Después de casi una década de espera, la metrópolis animal regresa —y lo hace con todo: risas, sorpresas y un festín audiovisual para toda la familia.
ARTÍCULO LIBRE.- Anoche, gracias a la invitación para Artículo Libre, tuve la fortuna de asistir a la premiere de Zootopia 2, gracias Disney, y salí del cine con una sonrisa en el rostro y esa sensación reconfortante de que, cuando se lo proponen, los estudios de animación todavía pueden entregar magia verdadera.
Dirigida nuevamente por Jared Bush y Byron Howard —responsables también de la primera película—, Zootopia 2 marca el regreso a la ciudad de mamíferos más famosa del cine animado, casi nueve años después de su estreno original.
El guion corre a cargo de Bush, responsable asimismo de guiones como el de Encanto, lo que garantiza un tratamiento cuidado de los personajes y temáticas profundas bajo una óptica accesible para todo público.
Visualmente, la película expande el universo de Zootopia: nuevos barrios, nuevas especies, nuevas texturas. Desde calles bulliciosas hasta zonas acuáticas o pantanosas —lugares que en la primera entrega solo se insinuaban— muestran que el equipo creativo buscó darle espacio a la imaginación sin traicionar el estilo que volvió entrañable a la original.
En su versión original regresan los habituales protagonistas: Ginnifer Goodwin es de nuevo la valiente oficial coneja Judy Hopps, mientras que Jason Bateman retoma el rol del astuto zorro Nick Wilde.
Se suman nuevas voces potentes: Ke Huy Quan encarna a Gary De’Snake, la serpiente cuya llegada trastoca la armonía de la ciudad; Fortune Feimster da vida a Nibbles, un castor del nuevo distrito Marsh Market; y Quinta Brunson interpreta a Dr. Fuzzby, una quokka terapeuta.
Además, vuelve Shakira como la estrella pop Gazelle —con una canción nueva incluida— lo que añade un extra musical a esta celebración animada.

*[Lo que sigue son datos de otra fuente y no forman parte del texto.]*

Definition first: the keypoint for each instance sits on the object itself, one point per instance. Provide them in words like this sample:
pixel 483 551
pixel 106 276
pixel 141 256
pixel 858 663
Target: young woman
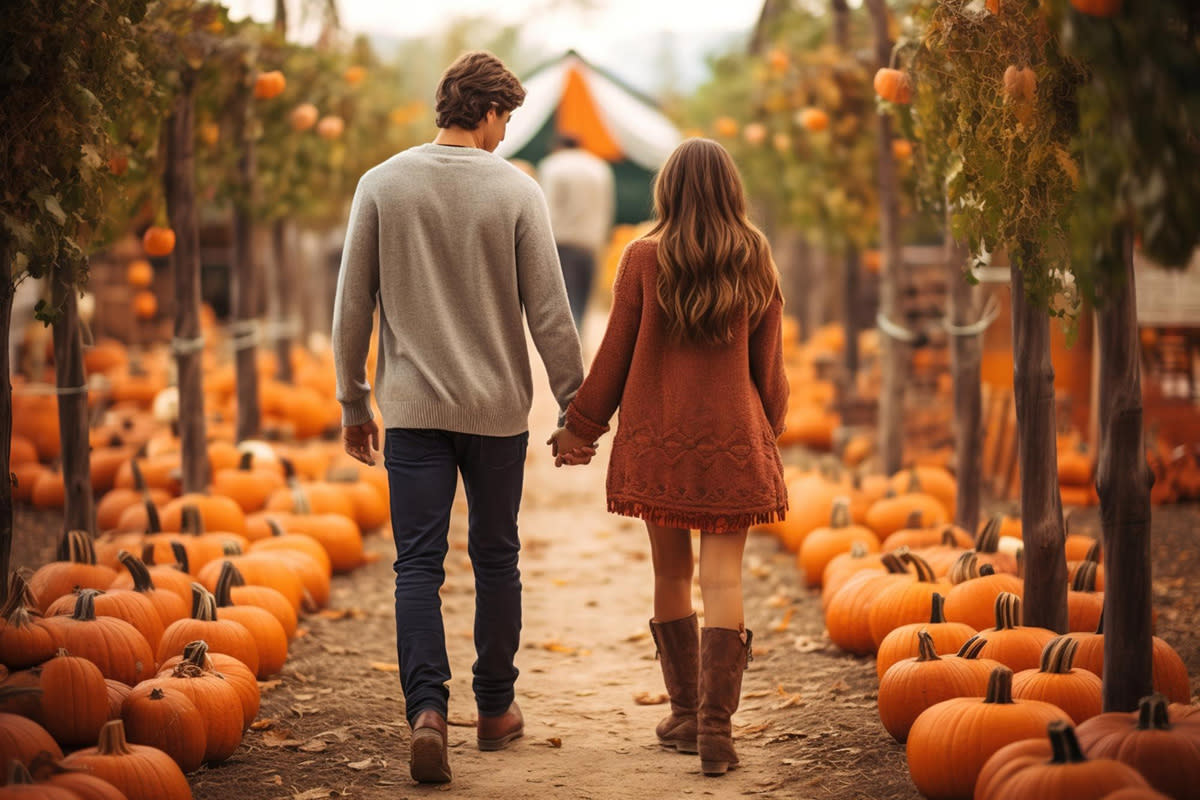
pixel 693 356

Zootopia 2 retoma a Judy y Nick convertidos en detectives experimentados de la ZPD, quienes deben investigar una serie de extraños sucesos provocados por la aparición de Gary De’Snake, una serpiente enigmática que amenaza la armonía urbana.
La investigación los lleva más allá de las zonas que conocíamos: calles familiares, sí, pero también nuevos distritos como Marsh Market —un ambiente acuático y bullicioso— que amplía el mapa de Zootopia.
Y aunque la trama tiene tintes de misterio y aventura, conserva el humor, la ligereza y el optimismo social característicos de la franquicia: convivencia, tolerancia, sorpresa y descubrimiento. El equilibrio entre comedia, emoción y valores hace que la película funcione no solo como entretenimiento infantil, sino como una experiencia para toda la familia.
Si hay algo que brilla en esta secuela, es su humor. Zootopia 2 no teme hacer guiños juguetones al espectador —desde gags visuales hasta referencias pop—, lo que la convierte en una comedia animada eficaz. Según reseñas recientes, conserva su “ingenio característico” y logra momentos memorables con guiños a personajes que habían quedado en el olvido.
Probablemente muchos de ustedes —como yo— saldrán del cine hablando de los cameos. Nuevas voces se suman con chispa, y hay personajes sorpresa muy bien logrados que dan ese sabor extra: desde conocidos actores internacionales hasta detalles para fans de las historias animadas clásicas.
Ese balance entre corazón, comedia y aventuras hace que Zootopia 2 —sin duda— no le pida nada a su antecesora… y en muchos momentos, logra brillar con luz propia.
Si buscas una película para ver en familia, con niños o simplemente para reconectarte con la ilusión de la animación bien hecha, Zootopia 2 es imperdible. Divertida, emotiva, fresca —y con un guion que respeta lo que amamos de la original mientras se atreve a crecer— la recomiendo de corazón.
Va más allá de ser “una secuela más”: es una celebración del cine animado, de la amistad, del humor y del crecimiento. Ideal para cerrar este 2025 con una sonrisa.